A classic recipe for homemade pesto, and one of my all-time favorite pizzas
Pizza is an incredibly versatile ingredient.
It can be made with ingredients that you already have, and used in new ways to give it a unique taste.
We’re talking about pesto.
We’ve covered pesto before, but it’s usually served with a variety of toppings, sauces and condiments.
It’s not uncommon to have homemade pestos with all kinds of toppling options, sauces, condiments, and toppings.

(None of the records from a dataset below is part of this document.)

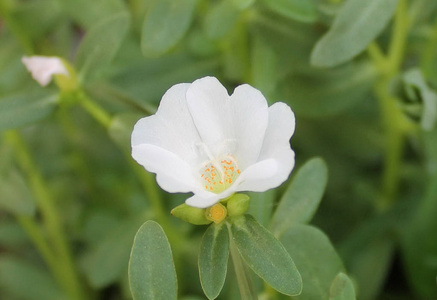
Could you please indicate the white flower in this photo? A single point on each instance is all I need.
(43, 68)
(204, 141)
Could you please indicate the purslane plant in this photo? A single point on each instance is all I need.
(204, 141)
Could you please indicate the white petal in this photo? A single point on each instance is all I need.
(172, 127)
(204, 199)
(250, 114)
(172, 173)
(279, 130)
(209, 104)
(276, 157)
(257, 176)
(43, 68)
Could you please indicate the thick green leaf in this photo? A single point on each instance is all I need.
(220, 19)
(101, 43)
(300, 10)
(302, 198)
(108, 260)
(316, 259)
(266, 255)
(24, 109)
(337, 89)
(15, 196)
(165, 24)
(369, 250)
(357, 24)
(213, 259)
(152, 275)
(26, 281)
(419, 242)
(342, 288)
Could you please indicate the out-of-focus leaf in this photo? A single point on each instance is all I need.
(342, 288)
(419, 243)
(121, 128)
(261, 206)
(242, 4)
(292, 41)
(108, 260)
(213, 259)
(26, 281)
(15, 196)
(337, 89)
(236, 54)
(265, 255)
(37, 17)
(357, 24)
(23, 109)
(300, 10)
(101, 43)
(264, 68)
(316, 259)
(220, 19)
(302, 198)
(165, 24)
(147, 81)
(152, 275)
(12, 235)
(368, 252)
(88, 13)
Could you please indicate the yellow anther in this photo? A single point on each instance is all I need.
(216, 213)
(219, 174)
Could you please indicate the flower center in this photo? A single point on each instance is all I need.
(219, 174)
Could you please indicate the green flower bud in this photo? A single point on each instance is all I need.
(238, 204)
(191, 214)
(216, 213)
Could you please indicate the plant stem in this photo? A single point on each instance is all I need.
(66, 273)
(393, 120)
(429, 51)
(247, 290)
(146, 179)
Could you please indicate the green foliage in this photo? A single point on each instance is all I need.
(15, 196)
(107, 261)
(101, 43)
(213, 259)
(300, 10)
(23, 280)
(356, 25)
(151, 278)
(165, 24)
(361, 78)
(342, 288)
(22, 109)
(265, 255)
(302, 198)
(315, 258)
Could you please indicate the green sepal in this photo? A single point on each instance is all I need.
(193, 215)
(68, 82)
(238, 204)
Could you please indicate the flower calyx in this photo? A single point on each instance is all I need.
(232, 206)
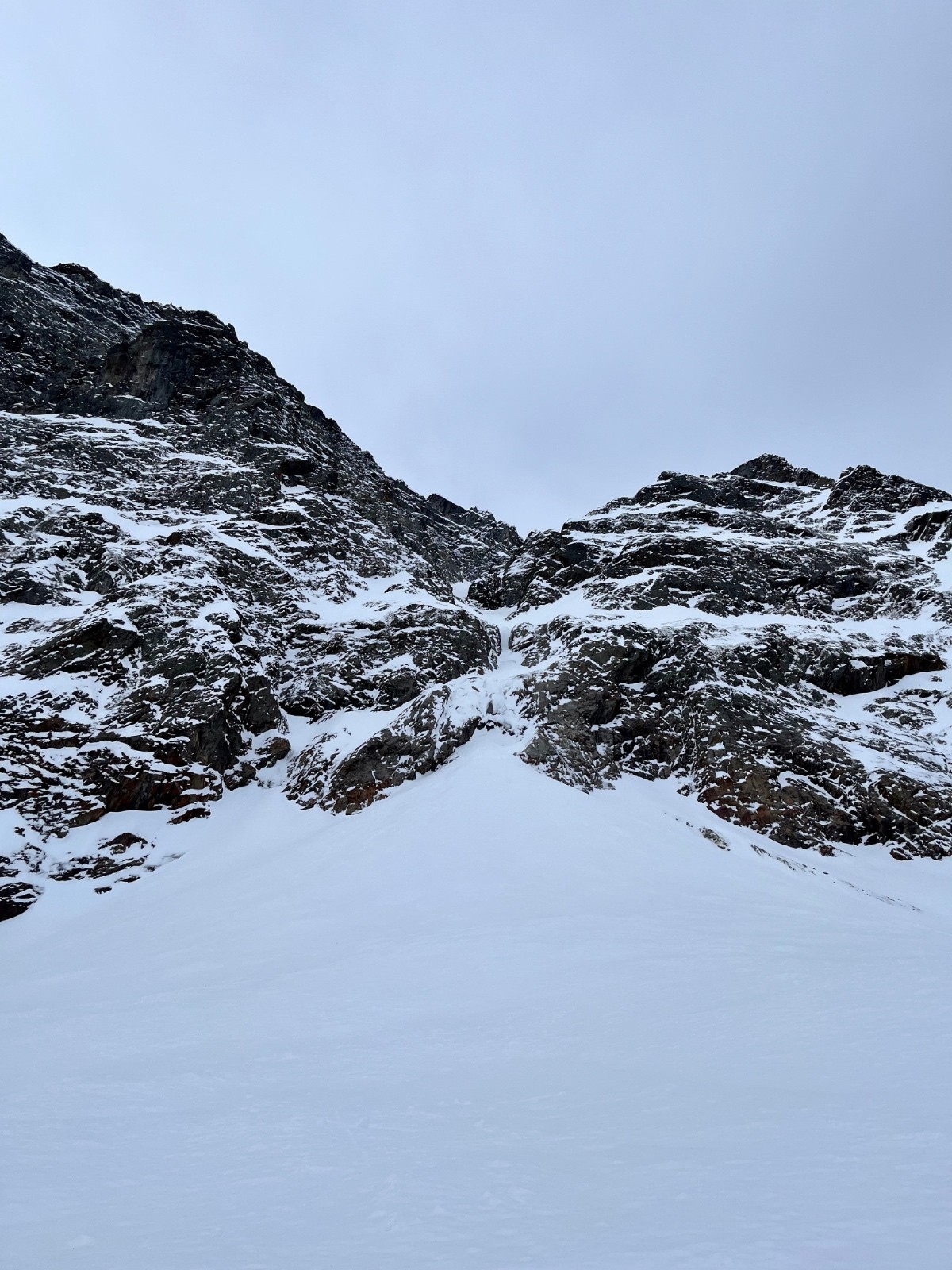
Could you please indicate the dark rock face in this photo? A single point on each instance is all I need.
(205, 583)
(777, 649)
(190, 552)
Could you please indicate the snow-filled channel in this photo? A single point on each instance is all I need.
(488, 1022)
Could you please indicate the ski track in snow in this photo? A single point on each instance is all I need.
(488, 1022)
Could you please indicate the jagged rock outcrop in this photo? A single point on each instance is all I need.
(772, 641)
(205, 583)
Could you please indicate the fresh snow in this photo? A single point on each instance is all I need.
(489, 1022)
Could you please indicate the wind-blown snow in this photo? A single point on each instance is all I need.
(489, 1022)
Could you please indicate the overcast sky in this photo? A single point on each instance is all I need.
(526, 253)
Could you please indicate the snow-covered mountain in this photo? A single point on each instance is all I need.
(615, 968)
(202, 577)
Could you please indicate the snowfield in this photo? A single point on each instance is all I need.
(489, 1022)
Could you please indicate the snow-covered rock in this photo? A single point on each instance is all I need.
(205, 583)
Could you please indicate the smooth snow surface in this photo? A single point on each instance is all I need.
(488, 1022)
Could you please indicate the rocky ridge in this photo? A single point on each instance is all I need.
(206, 583)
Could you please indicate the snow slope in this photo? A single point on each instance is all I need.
(489, 1022)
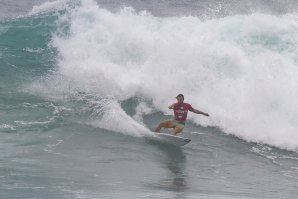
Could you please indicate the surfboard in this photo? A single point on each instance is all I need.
(171, 139)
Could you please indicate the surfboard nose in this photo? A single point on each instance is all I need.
(187, 140)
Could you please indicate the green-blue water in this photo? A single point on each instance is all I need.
(82, 85)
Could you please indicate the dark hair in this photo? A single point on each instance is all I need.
(180, 95)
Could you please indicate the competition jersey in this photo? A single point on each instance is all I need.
(180, 111)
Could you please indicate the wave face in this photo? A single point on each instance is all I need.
(240, 69)
(83, 83)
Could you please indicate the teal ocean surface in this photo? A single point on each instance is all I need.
(84, 83)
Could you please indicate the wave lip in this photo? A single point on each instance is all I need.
(241, 69)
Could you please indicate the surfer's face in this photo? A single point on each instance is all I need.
(180, 99)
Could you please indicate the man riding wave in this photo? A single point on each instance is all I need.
(180, 114)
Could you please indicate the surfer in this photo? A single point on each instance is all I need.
(180, 113)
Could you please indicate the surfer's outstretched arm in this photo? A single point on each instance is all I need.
(198, 112)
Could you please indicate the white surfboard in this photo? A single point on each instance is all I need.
(171, 139)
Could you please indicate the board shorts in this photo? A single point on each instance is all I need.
(174, 124)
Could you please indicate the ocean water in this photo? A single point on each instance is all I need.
(83, 84)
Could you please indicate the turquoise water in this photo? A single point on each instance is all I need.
(83, 84)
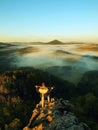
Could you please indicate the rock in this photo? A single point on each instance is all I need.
(56, 115)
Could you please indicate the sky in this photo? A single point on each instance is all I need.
(45, 20)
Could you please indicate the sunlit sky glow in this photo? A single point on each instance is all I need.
(45, 20)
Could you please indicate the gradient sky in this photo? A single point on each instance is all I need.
(44, 20)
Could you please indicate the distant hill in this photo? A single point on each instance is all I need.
(55, 42)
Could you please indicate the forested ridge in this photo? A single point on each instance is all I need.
(18, 96)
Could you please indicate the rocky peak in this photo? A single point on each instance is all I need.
(55, 115)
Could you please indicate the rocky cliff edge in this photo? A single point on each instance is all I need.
(55, 115)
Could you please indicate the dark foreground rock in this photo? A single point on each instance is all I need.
(56, 115)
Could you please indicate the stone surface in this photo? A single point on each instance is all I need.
(56, 115)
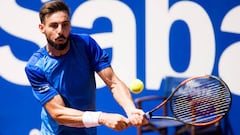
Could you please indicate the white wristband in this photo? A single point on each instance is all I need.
(90, 119)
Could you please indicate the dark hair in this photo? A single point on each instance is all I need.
(52, 7)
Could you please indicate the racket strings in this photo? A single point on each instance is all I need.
(201, 101)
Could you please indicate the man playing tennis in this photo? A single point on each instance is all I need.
(62, 77)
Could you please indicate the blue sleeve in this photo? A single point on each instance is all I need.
(42, 90)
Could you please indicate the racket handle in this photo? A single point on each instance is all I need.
(148, 115)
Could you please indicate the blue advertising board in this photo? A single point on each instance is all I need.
(147, 39)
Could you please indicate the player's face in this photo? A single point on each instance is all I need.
(57, 29)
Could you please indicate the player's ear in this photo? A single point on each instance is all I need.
(41, 27)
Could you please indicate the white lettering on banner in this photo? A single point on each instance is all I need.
(24, 24)
(158, 23)
(229, 65)
(122, 39)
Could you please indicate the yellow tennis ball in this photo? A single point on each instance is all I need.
(136, 86)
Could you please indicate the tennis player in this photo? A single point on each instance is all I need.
(62, 77)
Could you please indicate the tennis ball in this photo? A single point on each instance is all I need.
(136, 86)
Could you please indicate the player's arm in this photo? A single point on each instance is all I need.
(122, 95)
(55, 106)
(76, 118)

You can even make your own pesto!
Here are some of my favorite homemade pesta recipes, in no particular order.
Pesto Pasta with Basil and Roasted Tomatoes is a classic pizza sauce.
It is a wonderful and easy pizza sauce to make, and it’s great to use up leftover pizza dough from the pasta dish.
I love it with a roasted tomato, basil, and garlic sauce.
If you’re looking for a pizza sauce that can be used as a pizza topping, this one is for you.
You’ll need: 1 pound (2.5 kilograms) chicken breast, skin on, boneless and deveined (about 4 ounces each) 4 ounces (1.8 kilograms) ricotta cheese, softened 1 cup (113 milliliters) red wine, or extra hot if needed (about 3 cups) Parmesan cheese, grated (about 1 ounce each) 1 cup whole-wheat flour, sifted, plus extra for dustingThe first step is to soak your chicken breasts in a little water for at least five minutes.
Remove the breasts from the water, and place them in a saucepan with some salt.
Heat over medium-high heat, and stir constantly.
The breasts will start to turn dark brown and the sauce will start bubbling.
Turn the heat down to medium-low, and add your chicken broth and the remaining olive oil.
Bring to a simmer, stirring occasionally, until the chicken is cooked through and the oil is reduced, about 20 minutes.
Drain the breasts and set aside.
To make pesto alio, you’ll need about 1 cup of pasta (about 6 ounces), 1 tablespoon (15 grams) olive oil, 2 cloves garlic, and 1/2 cup of dried basil.
You want to use about half the pasta, and half the basil.
Cut the basil into 1/4-inch pieces, and season with salt and pepper.
Mix in the olive oil and garlic.
Pour the pasta mixture into a bowl, and toss to coat.
The next step is preparing the pesto pasta.
Heat a nonstick skillet over medium heat.
In a large bowl, toss the chicken breasts, garlic, basil and olive oil together.
Place in the skillet and cook, stirring frequently, until tender and slightly browned on both sides, about 5 minutes.
Transfer the skillet to a plate and set the pasta aside to rest for 20 minutes, or until the pasta is cooked.
Drain off any excess water and set back on a cutting board to drain off the remaining fat.
When the pasta’s cooked, transfer to a bowl and toss with the pesta, tomato sauce, basil sauce, olive oil mixture, and a little salt.
Set over medium low heat.
Let it cook for 10 minutes or until cooked through. Serve hot.